However, Mr McDowell said that, on the basis of preliminary reports he had read, there wasn’t any basis to claims of third party involvement in the death of Terence Wheelock.
The 20-year-old was found hanging in a cell in Store Street Garda Station on June 2, 2005.
Gardaí said Mr Wheelock was discovered with a ligature - believed to be from his tracksuit - tied around this neck.
The ligature had been secured to a fixture on one of the walls.
He went into a coma and died three months later.
The Wheelock family have called for an independent inquiry into Terence’s death and are being backed by Labour Party justice spokesman Joe Costello.
The Wheelocks, from Summerhill in Dublin’s north inner city, are adamant Terence was not suicidal.
An internal garda inquiry was set up to investigate the incident and a file was sent to the Director of Public Prosecutions.
The DPP ruled last week that no prosecutions be taken in relation to the case.
Mr McDowell said the report had been sent to the department and he was about to consider it.
“I haven’t physically seen it yet, but what annoys me are media reports suggesting that there is a basis for a prosecution.
“I want to read the report. All I know, from the preliminary reports that I got, I don’t believe there is any basis that there was any third party involvement in this at all.”

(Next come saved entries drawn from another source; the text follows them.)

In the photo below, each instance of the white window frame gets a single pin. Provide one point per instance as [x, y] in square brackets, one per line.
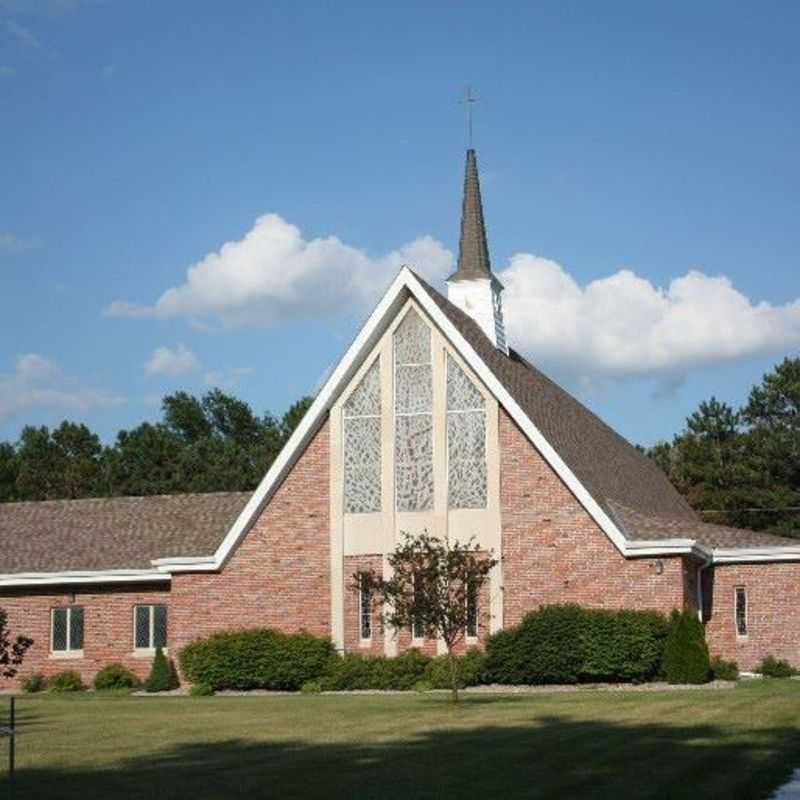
[743, 590]
[149, 651]
[364, 641]
[68, 652]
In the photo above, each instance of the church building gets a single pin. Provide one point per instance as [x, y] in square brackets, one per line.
[430, 421]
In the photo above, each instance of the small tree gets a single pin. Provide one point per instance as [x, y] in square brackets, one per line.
[12, 650]
[434, 588]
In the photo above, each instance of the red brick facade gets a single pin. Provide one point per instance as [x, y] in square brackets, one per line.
[773, 612]
[108, 626]
[279, 576]
[554, 552]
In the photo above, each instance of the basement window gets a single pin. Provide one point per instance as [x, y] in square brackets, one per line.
[150, 627]
[741, 611]
[66, 631]
[365, 610]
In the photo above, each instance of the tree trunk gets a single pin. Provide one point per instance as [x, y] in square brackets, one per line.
[451, 658]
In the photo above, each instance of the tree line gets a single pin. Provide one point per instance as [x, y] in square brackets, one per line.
[738, 466]
[741, 466]
[207, 444]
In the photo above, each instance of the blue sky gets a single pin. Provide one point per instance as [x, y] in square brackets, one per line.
[639, 165]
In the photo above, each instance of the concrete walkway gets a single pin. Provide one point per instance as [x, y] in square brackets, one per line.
[791, 790]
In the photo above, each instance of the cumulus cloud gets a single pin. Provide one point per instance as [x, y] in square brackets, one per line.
[274, 273]
[172, 362]
[38, 382]
[623, 325]
[618, 326]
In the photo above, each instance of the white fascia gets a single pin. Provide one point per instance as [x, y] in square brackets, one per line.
[83, 576]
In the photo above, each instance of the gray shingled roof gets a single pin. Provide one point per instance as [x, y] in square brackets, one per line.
[610, 468]
[636, 525]
[113, 533]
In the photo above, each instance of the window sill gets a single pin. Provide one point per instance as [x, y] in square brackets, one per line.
[66, 655]
[148, 652]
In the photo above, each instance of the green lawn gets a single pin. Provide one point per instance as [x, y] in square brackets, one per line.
[739, 743]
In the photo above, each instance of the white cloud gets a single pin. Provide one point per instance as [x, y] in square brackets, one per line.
[274, 273]
[38, 382]
[12, 243]
[172, 362]
[227, 378]
[623, 325]
[618, 326]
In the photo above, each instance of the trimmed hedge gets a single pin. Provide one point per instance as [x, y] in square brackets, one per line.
[771, 667]
[260, 658]
[115, 676]
[686, 658]
[570, 644]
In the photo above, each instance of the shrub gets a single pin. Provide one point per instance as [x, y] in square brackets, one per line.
[115, 676]
[34, 683]
[353, 671]
[771, 667]
[686, 652]
[163, 677]
[256, 659]
[569, 644]
[723, 670]
[67, 681]
[470, 668]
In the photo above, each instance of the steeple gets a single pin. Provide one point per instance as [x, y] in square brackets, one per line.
[473, 252]
[473, 287]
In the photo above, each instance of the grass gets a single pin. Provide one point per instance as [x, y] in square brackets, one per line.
[739, 743]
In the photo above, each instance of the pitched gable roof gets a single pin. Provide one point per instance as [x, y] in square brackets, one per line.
[608, 466]
[118, 533]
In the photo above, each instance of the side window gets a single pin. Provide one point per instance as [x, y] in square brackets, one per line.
[66, 626]
[741, 611]
[150, 627]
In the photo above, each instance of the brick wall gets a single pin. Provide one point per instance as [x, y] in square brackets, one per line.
[554, 552]
[773, 612]
[108, 626]
[279, 576]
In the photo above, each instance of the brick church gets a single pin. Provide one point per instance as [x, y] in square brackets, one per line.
[430, 421]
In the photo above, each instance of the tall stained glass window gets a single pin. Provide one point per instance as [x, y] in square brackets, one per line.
[362, 445]
[466, 440]
[413, 407]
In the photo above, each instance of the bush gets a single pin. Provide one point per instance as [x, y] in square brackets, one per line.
[67, 681]
[115, 676]
[570, 644]
[686, 657]
[722, 670]
[352, 671]
[771, 667]
[469, 667]
[34, 683]
[163, 677]
[256, 659]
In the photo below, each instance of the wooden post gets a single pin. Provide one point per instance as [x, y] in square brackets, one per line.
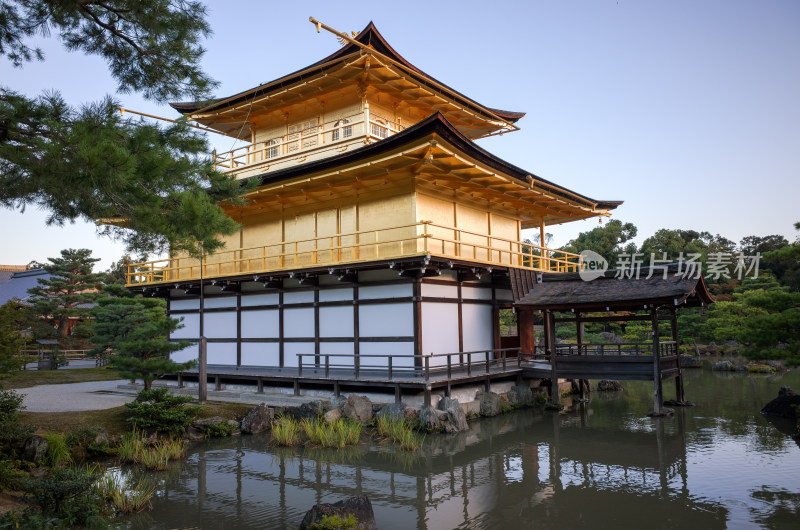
[550, 333]
[679, 395]
[527, 337]
[657, 396]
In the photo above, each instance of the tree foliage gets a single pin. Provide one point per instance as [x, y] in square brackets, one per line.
[156, 183]
[137, 329]
[70, 290]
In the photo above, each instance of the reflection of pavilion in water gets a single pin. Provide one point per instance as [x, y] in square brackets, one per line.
[487, 477]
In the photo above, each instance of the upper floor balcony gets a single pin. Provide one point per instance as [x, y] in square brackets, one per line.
[419, 239]
[304, 142]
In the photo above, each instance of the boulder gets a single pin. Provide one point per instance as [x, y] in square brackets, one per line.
[333, 415]
[520, 395]
[35, 449]
[723, 366]
[395, 412]
[429, 419]
[193, 434]
[359, 506]
[490, 403]
[609, 385]
[358, 408]
[258, 420]
[787, 404]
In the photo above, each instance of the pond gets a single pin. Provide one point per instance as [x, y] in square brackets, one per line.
[604, 464]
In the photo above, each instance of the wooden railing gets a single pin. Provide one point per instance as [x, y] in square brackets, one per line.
[423, 238]
[436, 365]
[302, 141]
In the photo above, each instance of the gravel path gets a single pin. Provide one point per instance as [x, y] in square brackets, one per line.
[74, 397]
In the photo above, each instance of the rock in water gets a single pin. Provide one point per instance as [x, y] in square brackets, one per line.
[490, 403]
[608, 385]
[35, 449]
[359, 506]
[258, 420]
[358, 408]
[787, 404]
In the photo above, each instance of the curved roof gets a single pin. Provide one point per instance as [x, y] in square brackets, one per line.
[369, 36]
[434, 124]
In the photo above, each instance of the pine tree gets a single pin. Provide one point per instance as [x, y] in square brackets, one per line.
[91, 163]
[70, 290]
[137, 330]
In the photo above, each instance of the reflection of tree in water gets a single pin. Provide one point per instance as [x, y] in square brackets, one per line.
[776, 508]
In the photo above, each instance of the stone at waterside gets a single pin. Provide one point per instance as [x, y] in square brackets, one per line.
[429, 419]
[609, 385]
[454, 420]
[785, 405]
[395, 412]
[358, 408]
[359, 506]
[35, 449]
[258, 420]
[489, 403]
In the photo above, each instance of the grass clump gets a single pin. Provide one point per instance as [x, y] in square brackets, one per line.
[133, 450]
[338, 434]
[285, 431]
[400, 432]
[125, 496]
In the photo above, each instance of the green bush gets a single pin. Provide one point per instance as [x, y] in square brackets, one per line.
[166, 413]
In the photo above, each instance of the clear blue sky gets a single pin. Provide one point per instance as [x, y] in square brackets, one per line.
[688, 111]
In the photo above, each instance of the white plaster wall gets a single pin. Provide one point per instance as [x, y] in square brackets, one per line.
[298, 297]
[190, 329]
[386, 320]
[260, 354]
[222, 353]
[298, 322]
[336, 321]
[290, 349]
[178, 304]
[189, 353]
[439, 330]
[439, 291]
[262, 324]
[341, 348]
[220, 325]
[224, 301]
[405, 351]
[477, 327]
[399, 290]
[333, 295]
[260, 299]
[476, 293]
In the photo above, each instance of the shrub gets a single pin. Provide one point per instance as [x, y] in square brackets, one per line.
[158, 409]
[285, 431]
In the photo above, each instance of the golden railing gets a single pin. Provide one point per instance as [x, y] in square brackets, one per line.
[304, 140]
[416, 239]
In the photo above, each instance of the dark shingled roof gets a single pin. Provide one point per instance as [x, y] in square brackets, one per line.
[567, 291]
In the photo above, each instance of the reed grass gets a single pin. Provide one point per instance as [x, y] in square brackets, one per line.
[285, 431]
[338, 434]
[400, 432]
[125, 496]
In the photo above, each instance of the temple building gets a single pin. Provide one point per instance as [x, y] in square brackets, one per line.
[380, 234]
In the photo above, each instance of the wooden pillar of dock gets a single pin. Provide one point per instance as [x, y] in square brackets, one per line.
[527, 337]
[658, 398]
[679, 395]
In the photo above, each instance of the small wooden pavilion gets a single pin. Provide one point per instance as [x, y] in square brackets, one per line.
[646, 295]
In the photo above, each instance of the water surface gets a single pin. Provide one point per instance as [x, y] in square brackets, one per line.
[604, 464]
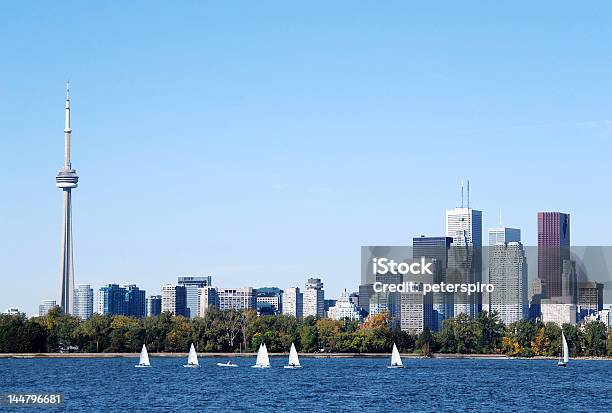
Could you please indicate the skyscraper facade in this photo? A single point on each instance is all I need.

The family are currently taking a case in the High Court to get Terence’s clothes back from the gardaí. The case is due for mention next month.
The inquest into his death will open in the Dublin City Coroner’s Court next Friday, but is likely to be adjourned pending the High Court case.
The family wants an independent pathology report - commissioned by their solicitors - submitted as evidence to the inquest.
Labour’s Joe Costello said the State was not fulfilling its legal obligation under the European Convention for Human Rights for an independent inquiry.